GeologicAI is a fast-growing technology company developing and deploying exciting new technologies for the energy and mining sectors. We build innovative geological robots that scan rocks, train AI to analyze the scan data, and make groundbreaking software that makes all our results incredibly useful for finding and extracting natural resources. We are well-funded, growing rapidly, and looking for amazing people to join our team
We are hiring a mid- to senior-level DevOps specialist to take ownership of our build pipeline and deployment operations across a fleet of remote scanning/processing trailers that acquire and process large volumes of hyperspectral imaging data used in core mining operations.
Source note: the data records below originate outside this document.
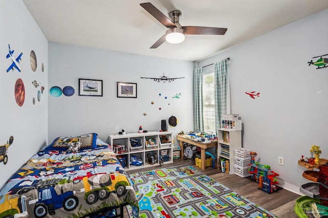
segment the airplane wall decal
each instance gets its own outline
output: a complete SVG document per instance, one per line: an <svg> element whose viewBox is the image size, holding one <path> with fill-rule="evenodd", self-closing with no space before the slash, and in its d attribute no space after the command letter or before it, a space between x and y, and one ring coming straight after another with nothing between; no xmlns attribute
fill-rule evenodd
<svg viewBox="0 0 328 218"><path fill-rule="evenodd" d="M19 72L20 72L20 66L19 66L19 61L20 60L20 58L22 58L22 56L23 55L23 52L22 52L20 54L18 55L18 57L17 57L17 58L15 59L15 58L14 58L14 56L13 56L14 52L14 50L11 51L11 50L10 49L10 45L9 44L8 46L9 47L9 53L7 55L7 56L6 56L6 57L7 58L10 58L11 61L12 61L12 63L9 66L9 67L8 67L8 68L7 69L7 72L8 72L9 71L10 71L11 69L12 69L12 70L14 71L14 68L17 69L17 70Z"/></svg>
<svg viewBox="0 0 328 218"><path fill-rule="evenodd" d="M176 93L176 94L175 95L174 95L174 96L173 96L172 97L172 99L174 99L174 98L175 98L176 99L180 99L179 96L181 96L181 92L180 92L180 93Z"/></svg>
<svg viewBox="0 0 328 218"><path fill-rule="evenodd" d="M151 77L140 77L140 78L141 79L150 79L152 80L154 80L154 81L155 82L157 82L158 83L160 82L160 81L163 81L163 83L166 82L166 81L169 81L169 82L171 82L172 81L174 81L175 80L176 80L177 79L183 79L184 78L184 77L177 77L175 78L169 78L167 77L166 77L164 75L164 72L163 72L163 76L162 77L160 77L159 78L151 78Z"/></svg>
<svg viewBox="0 0 328 218"><path fill-rule="evenodd" d="M251 96L251 98L252 98L253 99L255 99L255 98L254 97L254 96L257 96L258 97L260 96L260 92L257 92L257 93L255 93L255 91L251 91L251 92L247 91L245 93L247 94L249 94Z"/></svg>

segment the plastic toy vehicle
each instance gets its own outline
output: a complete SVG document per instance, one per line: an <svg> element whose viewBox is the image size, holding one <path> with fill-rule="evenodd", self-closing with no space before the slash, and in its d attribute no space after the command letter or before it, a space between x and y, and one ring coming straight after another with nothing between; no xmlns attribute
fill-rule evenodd
<svg viewBox="0 0 328 218"><path fill-rule="evenodd" d="M130 157L130 164L131 165L135 165L136 166L140 166L142 164L142 160L138 159L135 155L131 155Z"/></svg>
<svg viewBox="0 0 328 218"><path fill-rule="evenodd" d="M0 198L0 201L4 201L0 207L0 217L28 217L26 210L26 197L22 195L19 198L7 194ZM13 205L16 205L13 207Z"/></svg>
<svg viewBox="0 0 328 218"><path fill-rule="evenodd" d="M58 195L53 187L39 189L38 201L34 206L34 215L36 217L43 217L48 213L53 215L55 210L63 207L67 211L71 211L78 205L78 199L72 191Z"/></svg>

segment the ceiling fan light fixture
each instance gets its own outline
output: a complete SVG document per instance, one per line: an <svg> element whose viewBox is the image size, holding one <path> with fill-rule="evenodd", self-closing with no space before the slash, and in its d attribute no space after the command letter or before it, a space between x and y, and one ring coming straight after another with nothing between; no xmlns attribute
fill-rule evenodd
<svg viewBox="0 0 328 218"><path fill-rule="evenodd" d="M166 41L170 43L179 43L184 40L183 30L180 28L171 28L166 32Z"/></svg>

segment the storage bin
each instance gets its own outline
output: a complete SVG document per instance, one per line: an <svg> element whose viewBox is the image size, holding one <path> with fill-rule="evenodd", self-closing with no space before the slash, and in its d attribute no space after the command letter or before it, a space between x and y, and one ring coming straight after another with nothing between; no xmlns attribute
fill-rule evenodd
<svg viewBox="0 0 328 218"><path fill-rule="evenodd" d="M170 155L161 155L160 157L163 159L163 161L167 162L170 160Z"/></svg>
<svg viewBox="0 0 328 218"><path fill-rule="evenodd" d="M167 155L168 154L168 150L167 149L164 150L160 150L160 154L161 155Z"/></svg>
<svg viewBox="0 0 328 218"><path fill-rule="evenodd" d="M235 157L242 160L251 158L251 150L243 148L235 149Z"/></svg>
<svg viewBox="0 0 328 218"><path fill-rule="evenodd" d="M169 148L171 146L171 137L162 135L159 136L159 148Z"/></svg>
<svg viewBox="0 0 328 218"><path fill-rule="evenodd" d="M173 159L180 158L180 150L173 151Z"/></svg>
<svg viewBox="0 0 328 218"><path fill-rule="evenodd" d="M251 164L251 159L248 158L245 159L244 160L242 160L241 159L237 158L235 157L235 166L238 166L239 167L241 168L246 168L250 167L250 164Z"/></svg>
<svg viewBox="0 0 328 218"><path fill-rule="evenodd" d="M146 149L147 150L157 149L157 144L156 143L156 141L153 139L151 139L151 140L150 140L150 141L151 141L151 143L150 142L149 139L146 140Z"/></svg>
<svg viewBox="0 0 328 218"><path fill-rule="evenodd" d="M141 138L135 138L130 139L130 150L140 149L144 148L144 143Z"/></svg>
<svg viewBox="0 0 328 218"><path fill-rule="evenodd" d="M242 168L236 165L235 165L234 166L235 174L236 174L236 175L243 178L251 176L251 174L249 172L249 169L251 168L250 166L247 168Z"/></svg>
<svg viewBox="0 0 328 218"><path fill-rule="evenodd" d="M213 160L213 159L212 158L207 159L205 161L205 166L212 166ZM196 166L197 166L199 168L201 167L201 159L196 157L196 158L195 158L195 162Z"/></svg>
<svg viewBox="0 0 328 218"><path fill-rule="evenodd" d="M122 167L125 168L127 166L127 155L117 155L116 157Z"/></svg>
<svg viewBox="0 0 328 218"><path fill-rule="evenodd" d="M156 140L153 137L146 138L146 149L156 149L157 148L158 145L156 143Z"/></svg>

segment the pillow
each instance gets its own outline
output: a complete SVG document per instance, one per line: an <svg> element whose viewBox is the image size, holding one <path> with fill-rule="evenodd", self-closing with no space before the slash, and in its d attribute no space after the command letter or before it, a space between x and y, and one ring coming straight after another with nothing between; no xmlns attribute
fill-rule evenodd
<svg viewBox="0 0 328 218"><path fill-rule="evenodd" d="M85 135L60 136L56 138L47 148L47 150L66 151L71 142L80 142L80 150L92 149L97 148L96 141L96 133L89 133Z"/></svg>

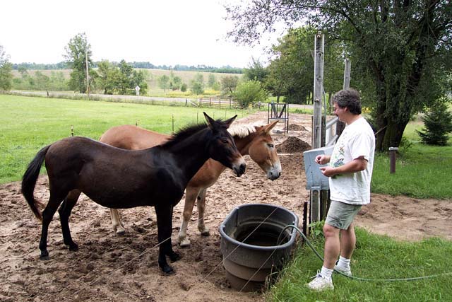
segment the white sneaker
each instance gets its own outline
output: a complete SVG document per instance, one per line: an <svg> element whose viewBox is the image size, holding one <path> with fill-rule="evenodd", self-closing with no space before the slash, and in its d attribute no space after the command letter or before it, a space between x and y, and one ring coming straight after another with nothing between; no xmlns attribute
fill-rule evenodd
<svg viewBox="0 0 452 302"><path fill-rule="evenodd" d="M350 267L344 268L341 267L338 267L337 265L334 266L334 270L341 272L344 274L346 274L348 277L352 277L352 270Z"/></svg>
<svg viewBox="0 0 452 302"><path fill-rule="evenodd" d="M331 278L325 278L319 272L313 278L314 280L307 284L307 286L309 289L319 291L324 291L325 289L334 289Z"/></svg>

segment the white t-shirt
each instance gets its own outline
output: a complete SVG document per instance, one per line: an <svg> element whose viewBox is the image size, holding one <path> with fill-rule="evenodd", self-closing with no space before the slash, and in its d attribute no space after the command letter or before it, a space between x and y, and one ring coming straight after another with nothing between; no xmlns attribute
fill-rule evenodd
<svg viewBox="0 0 452 302"><path fill-rule="evenodd" d="M364 117L344 129L330 158L331 167L338 167L363 156L367 165L362 171L344 173L329 178L331 200L351 204L370 202L370 180L374 168L375 134Z"/></svg>

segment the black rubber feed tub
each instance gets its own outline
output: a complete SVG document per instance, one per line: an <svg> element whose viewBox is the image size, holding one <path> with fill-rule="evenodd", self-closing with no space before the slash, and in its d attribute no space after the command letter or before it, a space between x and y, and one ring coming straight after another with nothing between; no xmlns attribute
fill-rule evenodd
<svg viewBox="0 0 452 302"><path fill-rule="evenodd" d="M288 260L295 242L294 228L286 228L281 234L287 225L298 226L297 215L272 204L244 204L227 215L220 233L226 278L232 288L242 291L264 289L267 277Z"/></svg>

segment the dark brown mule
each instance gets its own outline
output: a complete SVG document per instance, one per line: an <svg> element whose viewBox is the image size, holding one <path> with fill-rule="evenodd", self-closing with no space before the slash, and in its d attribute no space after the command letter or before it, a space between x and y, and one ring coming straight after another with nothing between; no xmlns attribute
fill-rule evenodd
<svg viewBox="0 0 452 302"><path fill-rule="evenodd" d="M141 151L124 150L83 137L69 137L42 148L23 175L22 193L35 215L42 220L40 258L49 258L49 224L59 207L64 244L77 250L69 219L81 192L104 207L125 209L154 206L160 244L158 263L172 272L166 256L179 259L172 250L172 209L182 197L187 183L209 158L241 175L245 170L227 128L237 115L225 122L204 113L207 125L182 129L167 143ZM50 197L45 209L37 207L33 192L42 163L49 177Z"/></svg>
<svg viewBox="0 0 452 302"><path fill-rule="evenodd" d="M261 126L234 124L228 129L242 155L249 154L251 158L266 173L267 178L272 180L279 178L281 174L281 163L270 135L270 131L277 122L275 121ZM139 150L162 144L170 138L170 136L138 127L122 125L107 130L102 135L100 141L119 148ZM186 228L196 199L198 229L202 235L209 235L209 230L204 223L206 193L225 168L220 163L209 159L187 185L184 214L179 232L179 243L181 246L190 245L190 240L186 238ZM118 210L111 209L111 214L113 228L117 233L123 233L125 230L121 223Z"/></svg>

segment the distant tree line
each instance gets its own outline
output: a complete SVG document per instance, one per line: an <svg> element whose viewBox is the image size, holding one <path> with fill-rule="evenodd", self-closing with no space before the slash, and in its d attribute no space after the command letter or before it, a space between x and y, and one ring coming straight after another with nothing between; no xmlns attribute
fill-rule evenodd
<svg viewBox="0 0 452 302"><path fill-rule="evenodd" d="M98 68L102 61L93 62L93 66ZM117 62L111 62L112 65L119 66L121 63ZM213 67L206 65L187 66L177 64L174 66L169 65L154 65L148 62L128 62L129 65L132 68L143 69L162 69L162 70L176 70L176 71L204 71L204 72L215 72L219 74L242 74L244 69L232 67L230 66L225 66L222 67ZM11 67L14 70L26 69L26 70L55 70L55 69L70 69L71 64L68 62L61 62L56 64L37 64L37 63L14 63L11 64Z"/></svg>

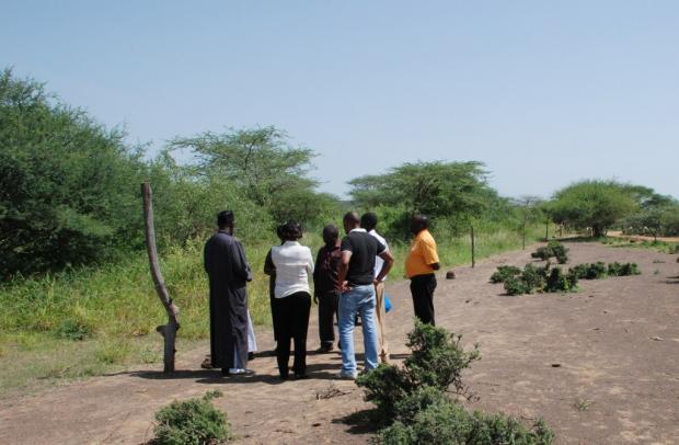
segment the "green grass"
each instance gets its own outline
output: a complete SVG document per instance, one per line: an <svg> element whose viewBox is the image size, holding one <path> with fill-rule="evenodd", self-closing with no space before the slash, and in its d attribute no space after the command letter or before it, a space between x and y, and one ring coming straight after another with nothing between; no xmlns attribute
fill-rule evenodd
<svg viewBox="0 0 679 445"><path fill-rule="evenodd" d="M543 235L529 231L528 242ZM471 261L469 237L437 238L444 269ZM319 233L301 242L313 254ZM486 227L476 237L476 258L520 248L518 232ZM408 246L392 242L396 259L392 279L404 275ZM255 273L249 285L255 324L271 324L268 277L262 272L269 244L246 246ZM180 350L206 344L209 336L208 287L203 270L203 241L162 254L161 270L170 295L180 307ZM162 361L162 340L154 332L166 320L145 252L101 267L82 267L39 277L18 278L0 286L0 397L39 383L81 378ZM188 345L187 345L188 343ZM37 385L39 387L39 385Z"/></svg>

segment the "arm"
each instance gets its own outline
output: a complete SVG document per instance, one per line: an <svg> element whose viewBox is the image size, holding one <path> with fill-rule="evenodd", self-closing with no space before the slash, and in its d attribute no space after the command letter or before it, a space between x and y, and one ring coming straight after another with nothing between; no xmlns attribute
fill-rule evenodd
<svg viewBox="0 0 679 445"><path fill-rule="evenodd" d="M394 264L394 258L389 250L384 250L378 256L384 260L384 263L382 264L380 273L375 277L375 284L383 281L384 277L389 274L389 271L391 271L391 266L393 266Z"/></svg>
<svg viewBox="0 0 679 445"><path fill-rule="evenodd" d="M348 290L348 286L346 283L346 274L349 271L349 260L352 259L352 251L344 250L342 251L342 258L340 259L340 267L337 271L337 288L341 292Z"/></svg>
<svg viewBox="0 0 679 445"><path fill-rule="evenodd" d="M274 260L272 259L272 250L268 250L266 254L266 259L264 260L264 273L272 276L276 274L276 265L274 264Z"/></svg>

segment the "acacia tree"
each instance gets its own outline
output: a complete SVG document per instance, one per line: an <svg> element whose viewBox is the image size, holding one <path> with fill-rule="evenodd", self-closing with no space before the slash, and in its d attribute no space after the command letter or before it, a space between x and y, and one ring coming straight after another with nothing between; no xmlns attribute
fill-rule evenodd
<svg viewBox="0 0 679 445"><path fill-rule="evenodd" d="M188 149L198 158L196 173L210 182L229 181L274 220L309 222L333 212L337 199L315 191L309 175L314 152L292 146L276 127L206 132L175 138L171 149Z"/></svg>
<svg viewBox="0 0 679 445"><path fill-rule="evenodd" d="M556 192L545 209L554 222L590 227L595 237L640 208L631 186L615 181L582 181Z"/></svg>

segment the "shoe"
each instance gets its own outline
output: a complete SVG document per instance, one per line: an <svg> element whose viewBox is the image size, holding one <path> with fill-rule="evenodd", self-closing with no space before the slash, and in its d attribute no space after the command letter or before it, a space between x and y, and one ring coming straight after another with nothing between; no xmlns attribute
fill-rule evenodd
<svg viewBox="0 0 679 445"><path fill-rule="evenodd" d="M347 373L347 372L344 372L344 370L341 370L337 374L337 378L341 379L341 380L356 380L356 377L357 377L356 373Z"/></svg>
<svg viewBox="0 0 679 445"><path fill-rule="evenodd" d="M223 373L223 370L222 370ZM229 375L230 376L254 376L255 372L252 369L244 369L244 368L229 368Z"/></svg>
<svg viewBox="0 0 679 445"><path fill-rule="evenodd" d="M307 375L307 373L304 373L304 374L295 374L295 379L296 379L296 380L304 380L304 379L307 379L307 378L309 378L309 376Z"/></svg>

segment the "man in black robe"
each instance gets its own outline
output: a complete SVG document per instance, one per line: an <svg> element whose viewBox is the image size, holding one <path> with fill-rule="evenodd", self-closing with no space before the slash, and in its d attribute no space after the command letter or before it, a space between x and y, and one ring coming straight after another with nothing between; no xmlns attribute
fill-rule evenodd
<svg viewBox="0 0 679 445"><path fill-rule="evenodd" d="M248 294L252 272L245 251L233 237L233 212L217 215L219 230L205 243L205 271L210 282L210 357L225 375L252 375L248 369Z"/></svg>

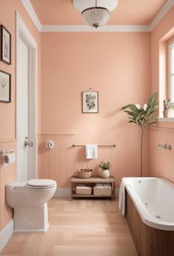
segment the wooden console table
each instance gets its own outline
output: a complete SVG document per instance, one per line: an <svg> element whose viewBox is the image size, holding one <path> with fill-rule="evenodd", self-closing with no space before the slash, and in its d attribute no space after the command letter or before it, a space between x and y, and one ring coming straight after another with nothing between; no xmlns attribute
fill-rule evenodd
<svg viewBox="0 0 174 256"><path fill-rule="evenodd" d="M71 199L72 199L73 198L75 198L75 197L110 197L110 198L112 198L113 200L116 199L116 192L115 192L116 179L114 176L110 176L108 179L102 179L97 176L92 176L88 179L81 179L81 178L77 178L76 176L72 176L70 181L71 181ZM88 185L93 185L97 183L100 183L100 184L110 183L111 186L111 194L107 195L107 196L104 196L104 195L97 196L94 194L77 195L76 193L76 188L78 184L84 184L84 185L88 184Z"/></svg>

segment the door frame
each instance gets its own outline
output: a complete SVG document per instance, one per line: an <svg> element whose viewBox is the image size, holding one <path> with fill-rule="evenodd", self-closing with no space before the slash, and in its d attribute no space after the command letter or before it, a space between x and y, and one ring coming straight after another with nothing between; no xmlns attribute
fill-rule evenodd
<svg viewBox="0 0 174 256"><path fill-rule="evenodd" d="M33 150L29 150L29 179L38 177L37 120L38 120L38 45L20 14L16 11L16 138L18 141L19 115L19 42L22 39L29 48L29 135L33 142ZM17 150L17 180L19 180Z"/></svg>

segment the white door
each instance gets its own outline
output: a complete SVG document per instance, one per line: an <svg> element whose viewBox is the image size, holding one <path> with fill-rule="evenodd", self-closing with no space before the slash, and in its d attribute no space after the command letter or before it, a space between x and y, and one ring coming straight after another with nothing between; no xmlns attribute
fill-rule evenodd
<svg viewBox="0 0 174 256"><path fill-rule="evenodd" d="M33 150L32 138L30 135L30 89L29 89L29 47L21 38L18 45L18 181L30 179L30 152Z"/></svg>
Each trailer contains a Windows-based high performance compute cluster and performs data processing and AI inferencing at scale.
This is a high impact role focused on improving robustness, deployment reliability, and operation across a fleet containing hundreds of compute nodes. You will take over day-to-day build pipelines, deployment operations to trailers and individual endpoints, and play a key role in improving automation from code to production.
The role requires a strong background in Windows administration, Python, deployment strategies for distributed systems, and system troubleshooting.
- Own and execute deployment operations across 100–150 on-prem Windows servers in multiple locations
- Support release flow through branch promotion / merge processes:
- development → staging
- staging → production
- Run and monitor deployments using custom Bitbucket pipelines
- Track deployment progress and outcomes across distributed server environments
- Identify areas of opportunity to enhance the build pipeline and collaborate with other team members to automate processes
- Investigate and patch failed deployments on affected servers
- Troubleshoot common deployment failures (service issues, permissions, path/config mismatches, host availability, etc.)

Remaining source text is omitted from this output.